Finally, the descriptive data can be filtered via a filter property. That is, in this example only those cells are used in the query, which are in the selected cell cycle stage.

_images/descriptive_filters.png

Filtering by annotation

The queried group objects can be filtered by their annotations. For example, only genes with a certain hit type associated are shown:

_images/filter.png

Group selection

Finally, we can select what group objects what we want to show on the plot. For descriptive level scatterplots, it is done by selection the object of interest from a list:

_images/cellwise_geneselect.png

For group level scatterplots, the selection can be done by selecting objects from a selection menu:

_images/gene_checklist.png

The search box on the top of the menu enables quick lookup of the objects included in the screen:

_images/gene_checklist_filter.png

As an alternative, one could use the free text input by clicking the “Enter a list of genes” link below the selection box.

_images/gene_freetext.png

The entered gene names will be validated and the ones included in the screen will be selected. Once every option is selected, the submit button needs to be clicked. If you want to start over, click the Reset button which will turn every option to be their default settings.

_images/buttons.png

Scatterplots

A scatter plot shows two variables against each other in a 2D coordinate system. In a Mineotaur instance, there are two kinds of scatterplots: group level and descriptive level scatterplots. The query plot for a group level scatterplot looks like this:

_images/scatterplot_header.png

Using the scatterplot

Once you hit the submit button, the query is sent to the server and if there was data returned, a plot like this is displayed:

_images/scatterplot.png

Coloring

The coloring of the data point are based on the colors associated to each annotation (hit) type, which can be seen in the top right corner of the plot:

_images/legend.png

The nodes are also transparent, which enables the visual representation of multiple annotations (for which the coloring is the addition of the colors) as well as showing distribution of the data points.

Exploring invidiual data points

Name and values

To see the name of the underlying data point and the respective values for the queried variables, hover the mouse over the data point.

_images/scatterplot_hover.png
External resource

(Optional) Left clicking on the data points will open an external link associated to the object, e.g. the raw images used for analysis. This option only works if the external resource is provided during the instance generation.

Subqueries

By invoking the context menu (e.g. right-click in Windows or CMD+click in OSX) a subquery for the selected node can be created. That is, we can see the distribution of one of the queried variables or a descriptive scatterplot.

_images/context_menu.png

To go back to the original scatterplot, use the browser’s back button.

Plot tools

Plot tools contain several to transform or analyze plots

_images/plot_tools.png

Logarithm

Clicking on the Logarithm checkbox transform the axes of the plot to logarithmic scale.

_images/logarithm.png

To go back to the original scale, untick the checkbox.

Transpose

Clicking on the Logarithm checkbox swaps the X-axis and the Y-axis.

_images/transpose.png

To go back to the original scale, untick the checkbox.

Regression

Clicking on the Regression checkbox fits a regression line on the data shown in the current plot. The type of the regression line can be selected from the selection box next to the checkbox.

_images/regression.png

To see the correlation coefficient of the regression line, hover the mouse over the line:

_images/regression_hover.png

To remove the regression line, untick the checkbox.

Select area

To analyze a specific area of the plot, use the Select area tool.
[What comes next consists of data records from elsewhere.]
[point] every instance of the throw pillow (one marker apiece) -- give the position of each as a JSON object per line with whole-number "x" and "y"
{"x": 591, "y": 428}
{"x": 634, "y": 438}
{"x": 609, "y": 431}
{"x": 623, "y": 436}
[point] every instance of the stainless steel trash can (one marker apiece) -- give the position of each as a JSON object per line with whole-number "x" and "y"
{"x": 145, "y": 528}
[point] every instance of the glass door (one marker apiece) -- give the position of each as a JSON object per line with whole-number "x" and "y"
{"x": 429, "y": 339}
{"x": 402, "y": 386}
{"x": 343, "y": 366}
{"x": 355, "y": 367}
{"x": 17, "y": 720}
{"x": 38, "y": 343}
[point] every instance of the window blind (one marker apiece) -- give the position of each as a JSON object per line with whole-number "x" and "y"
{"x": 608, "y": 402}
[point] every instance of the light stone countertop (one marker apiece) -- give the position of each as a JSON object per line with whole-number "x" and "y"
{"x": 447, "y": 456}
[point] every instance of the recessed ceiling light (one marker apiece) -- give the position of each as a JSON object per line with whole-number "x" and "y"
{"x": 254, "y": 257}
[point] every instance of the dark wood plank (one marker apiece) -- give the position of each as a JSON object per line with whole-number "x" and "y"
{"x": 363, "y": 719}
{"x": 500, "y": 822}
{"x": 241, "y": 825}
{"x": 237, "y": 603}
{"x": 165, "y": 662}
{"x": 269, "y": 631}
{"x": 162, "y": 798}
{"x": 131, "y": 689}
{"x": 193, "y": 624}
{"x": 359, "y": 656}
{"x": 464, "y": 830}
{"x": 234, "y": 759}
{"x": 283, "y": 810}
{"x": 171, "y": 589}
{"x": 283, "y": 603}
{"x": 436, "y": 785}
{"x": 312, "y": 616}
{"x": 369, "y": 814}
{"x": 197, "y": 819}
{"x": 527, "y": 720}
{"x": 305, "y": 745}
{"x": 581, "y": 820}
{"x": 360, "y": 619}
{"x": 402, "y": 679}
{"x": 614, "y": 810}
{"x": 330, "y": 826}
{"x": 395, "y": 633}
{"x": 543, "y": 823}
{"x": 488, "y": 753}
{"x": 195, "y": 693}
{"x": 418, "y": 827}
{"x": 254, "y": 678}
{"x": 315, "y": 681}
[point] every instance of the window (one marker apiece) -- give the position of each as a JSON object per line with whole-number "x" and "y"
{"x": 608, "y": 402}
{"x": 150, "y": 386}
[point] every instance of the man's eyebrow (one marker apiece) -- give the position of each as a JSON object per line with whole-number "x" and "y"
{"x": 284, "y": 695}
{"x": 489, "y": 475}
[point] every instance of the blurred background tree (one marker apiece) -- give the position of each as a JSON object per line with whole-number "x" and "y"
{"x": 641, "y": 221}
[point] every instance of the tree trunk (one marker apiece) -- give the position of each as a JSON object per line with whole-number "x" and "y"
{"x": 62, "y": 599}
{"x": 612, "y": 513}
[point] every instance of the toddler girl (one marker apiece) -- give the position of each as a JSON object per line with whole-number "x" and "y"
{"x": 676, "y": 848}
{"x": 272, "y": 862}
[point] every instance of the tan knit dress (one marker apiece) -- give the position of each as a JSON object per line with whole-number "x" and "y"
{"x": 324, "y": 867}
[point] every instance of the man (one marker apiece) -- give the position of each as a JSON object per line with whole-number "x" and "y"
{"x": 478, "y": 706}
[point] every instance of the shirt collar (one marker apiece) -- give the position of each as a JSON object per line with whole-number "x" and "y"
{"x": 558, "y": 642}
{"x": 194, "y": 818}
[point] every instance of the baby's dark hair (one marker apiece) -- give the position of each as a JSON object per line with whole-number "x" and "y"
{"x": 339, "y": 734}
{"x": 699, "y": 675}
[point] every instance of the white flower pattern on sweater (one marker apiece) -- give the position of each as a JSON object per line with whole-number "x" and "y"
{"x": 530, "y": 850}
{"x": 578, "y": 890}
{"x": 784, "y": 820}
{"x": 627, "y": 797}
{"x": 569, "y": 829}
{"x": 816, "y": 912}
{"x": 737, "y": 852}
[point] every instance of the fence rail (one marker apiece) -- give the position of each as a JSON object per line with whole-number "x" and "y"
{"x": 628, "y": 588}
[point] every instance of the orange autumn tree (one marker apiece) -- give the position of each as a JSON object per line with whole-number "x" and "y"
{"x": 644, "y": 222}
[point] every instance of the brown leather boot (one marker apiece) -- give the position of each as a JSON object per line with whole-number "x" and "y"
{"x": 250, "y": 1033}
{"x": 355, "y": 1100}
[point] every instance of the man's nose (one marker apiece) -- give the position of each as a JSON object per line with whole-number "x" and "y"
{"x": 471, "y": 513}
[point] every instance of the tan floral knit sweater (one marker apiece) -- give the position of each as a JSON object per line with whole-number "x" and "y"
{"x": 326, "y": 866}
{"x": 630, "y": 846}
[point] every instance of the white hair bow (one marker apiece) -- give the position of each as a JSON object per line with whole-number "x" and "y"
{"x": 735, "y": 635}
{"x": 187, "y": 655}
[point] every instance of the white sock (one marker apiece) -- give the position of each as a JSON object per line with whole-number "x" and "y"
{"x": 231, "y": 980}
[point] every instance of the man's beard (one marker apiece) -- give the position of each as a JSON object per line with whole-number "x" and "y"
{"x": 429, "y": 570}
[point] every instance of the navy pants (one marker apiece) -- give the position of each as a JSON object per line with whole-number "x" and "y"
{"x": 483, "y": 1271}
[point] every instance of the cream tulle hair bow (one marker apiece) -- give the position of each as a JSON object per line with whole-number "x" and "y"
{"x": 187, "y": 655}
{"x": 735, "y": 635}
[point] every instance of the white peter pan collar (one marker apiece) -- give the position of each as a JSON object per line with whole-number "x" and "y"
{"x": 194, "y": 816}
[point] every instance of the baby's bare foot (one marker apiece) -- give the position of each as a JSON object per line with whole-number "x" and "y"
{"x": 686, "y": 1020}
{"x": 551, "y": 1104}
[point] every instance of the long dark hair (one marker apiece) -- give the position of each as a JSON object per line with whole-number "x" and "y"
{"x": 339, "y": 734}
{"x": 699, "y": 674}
Checking the box transforms the cursor to an area selection tool, what you can use to draw a rectangle around the area to be selected:

_images/select_area.png

If you are satisfied with the selection, hover over the are and click on the Analyze button:

_images/select_area_analyze.png

Then, a plot showing the data points from the selected are is shown. To go back to the previous plot, use the browsers Back button.

Visual filtering of nodes

Since scatterplots can be overcrowded, it is might be hardd to find individual objects on a plot. For example, genes of interest can be highlighted on a plot by selecting them from the provided list and clicking on the Filter link.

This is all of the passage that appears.